A blue, silver and glittery star-shaped bubble bar - it looks like a bath bomb but you crumble it instead of chucking it in. It has a raised snowflake pattern on it and is sprinkled with blue glitter.

I’m taking my phone and tablet in its waterproof case in because I like to scroll social media and watch YouTube but also I need to do a little more blogging. I’m not going to bother washing my hair. I work from home! I do it on Sundays ready for the work meeting and for Guides and again on Wednesdays ready for Brownies – and my boss is coming down on Thursday so two reasons to wash it Wednesday this week! – but it doesn’t need washing every day.
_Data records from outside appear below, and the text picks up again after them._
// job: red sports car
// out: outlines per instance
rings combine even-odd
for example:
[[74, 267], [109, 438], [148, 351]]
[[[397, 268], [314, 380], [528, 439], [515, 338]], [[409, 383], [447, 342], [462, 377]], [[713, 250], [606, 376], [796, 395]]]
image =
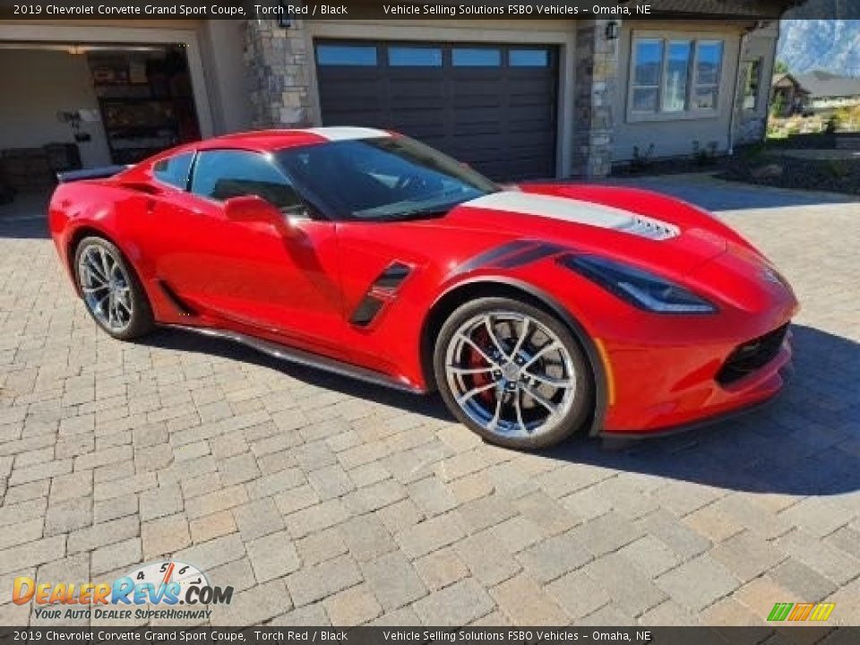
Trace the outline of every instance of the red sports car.
[[505, 188], [357, 127], [222, 136], [101, 175], [66, 177], [50, 228], [117, 339], [181, 326], [438, 389], [466, 426], [518, 448], [687, 426], [783, 385], [791, 288], [675, 199]]

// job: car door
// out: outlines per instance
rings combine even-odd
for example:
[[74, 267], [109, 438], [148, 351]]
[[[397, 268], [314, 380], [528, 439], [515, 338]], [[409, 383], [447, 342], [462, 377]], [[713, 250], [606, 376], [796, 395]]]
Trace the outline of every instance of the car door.
[[[281, 211], [288, 234], [262, 221], [228, 219], [225, 201], [252, 194]], [[210, 324], [341, 355], [335, 226], [307, 216], [270, 157], [198, 151], [188, 190], [159, 200], [154, 215], [159, 277]]]

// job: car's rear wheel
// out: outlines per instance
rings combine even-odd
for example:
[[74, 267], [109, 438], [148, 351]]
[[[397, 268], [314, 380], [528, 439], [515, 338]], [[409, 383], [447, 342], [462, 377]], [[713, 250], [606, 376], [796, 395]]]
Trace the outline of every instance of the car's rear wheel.
[[454, 311], [439, 333], [434, 370], [452, 412], [500, 445], [557, 443], [593, 408], [591, 373], [572, 333], [519, 300], [480, 298]]
[[75, 277], [87, 311], [105, 331], [130, 340], [151, 331], [152, 308], [133, 269], [116, 245], [84, 237], [74, 254]]

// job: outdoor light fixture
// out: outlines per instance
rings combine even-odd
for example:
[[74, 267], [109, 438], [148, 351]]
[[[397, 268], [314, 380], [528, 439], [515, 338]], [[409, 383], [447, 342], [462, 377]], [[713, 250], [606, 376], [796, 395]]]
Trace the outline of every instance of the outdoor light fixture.
[[281, 29], [289, 29], [293, 26], [293, 14], [287, 9], [287, 3], [279, 3], [280, 13], [278, 14], [278, 26]]

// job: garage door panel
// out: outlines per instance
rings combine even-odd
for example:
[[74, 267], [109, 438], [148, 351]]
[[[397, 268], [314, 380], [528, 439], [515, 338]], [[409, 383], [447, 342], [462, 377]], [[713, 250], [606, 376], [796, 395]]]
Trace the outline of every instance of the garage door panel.
[[[436, 54], [426, 60], [414, 52], [403, 58], [399, 52], [400, 64], [391, 65], [390, 48], [408, 48], [410, 44], [372, 45], [377, 52], [375, 64], [318, 63], [323, 125], [397, 130], [495, 179], [555, 176], [558, 75], [555, 47], [529, 46], [529, 49], [547, 52], [544, 66], [510, 66], [510, 52], [517, 47], [462, 43], [432, 44], [429, 47], [441, 51], [441, 56]], [[413, 47], [426, 48], [428, 44]], [[501, 52], [501, 58], [492, 62], [494, 66], [453, 66], [454, 48], [494, 49]], [[477, 62], [476, 56], [469, 54], [469, 64]], [[423, 64], [411, 64], [412, 61]]]

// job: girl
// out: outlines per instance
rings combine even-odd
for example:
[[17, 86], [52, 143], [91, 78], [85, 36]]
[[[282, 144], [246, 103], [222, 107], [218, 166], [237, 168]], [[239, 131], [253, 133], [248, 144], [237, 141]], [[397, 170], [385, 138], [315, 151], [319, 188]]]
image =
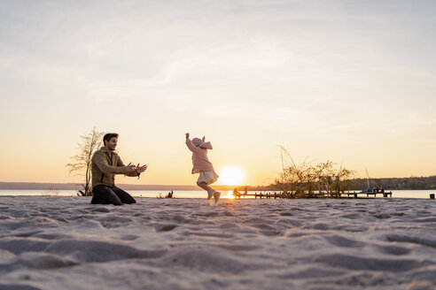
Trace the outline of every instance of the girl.
[[214, 196], [216, 204], [220, 200], [221, 193], [209, 187], [209, 184], [215, 182], [219, 178], [214, 171], [214, 165], [207, 158], [207, 149], [212, 150], [212, 144], [205, 142], [204, 136], [203, 139], [190, 140], [190, 134], [187, 133], [185, 135], [186, 146], [192, 152], [192, 174], [199, 173], [197, 185], [207, 192], [207, 201]]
One foot with blue-painted toenails sticking out of a sea of bubbles in the bath. Where there are no bubbles, you can just make out that the water is opaque and pale blue.

I also do my daily Finnish lesson on my phone in the bath. It’s a good time to power up my brain for 20 minutes. Today I’m on Unit 11, which is about forming negative sentences and talking about nature and specifically, I’m on a lesson about negative sentences. It’s packed with words like “forest” (metsä) and “camels” (kamelit) and “the rock is over there” (kivi on tuolla). This is the last day of month 5 of my six-month Finnish project… but I’ll talk about that later on. For now, suffice it to say I’m in the Obsidian league and finishing my lesson in second place on 427XP. It’s only Tuesday. We’ll see how it all goes by Sunday. (edit: I finished in 7th place, which means I stayed in the Obsidian league, and I hit my 30 day streak and got a custom app icon to mark the occasion.)

A screenshot from Duolingo with a bear saying a sentence in Finnish. Underneath, I've pieced words together like a jigsaw to translate "Finland is not in Scandinavia but Sweden is". Duolingo has given me a variation on this so many times and is really pressing the point about Scandinavia.
Duolingo really wants me to know that Finland is not in Scandinavia. I’ve had many variations on this sentence.

Then out, dried and bed. I meant to take my hot water bottle but it’s still in the car because I took it to Wales and haven’t unpacked properly yet. My pyjamas are quite warm and quite suitably wintery: they’re covered in pine trees and reindeer! I also planned to be good and read a book in bed but we all know that I curled up with my tablet and scrolled Instagram until midnight.

A selfie holding out one plait. I am wearing a grey pyjama top with pine trees and reindeer on it. Behind me are some very bright yellow walls and very red silky (polyester!) curtains.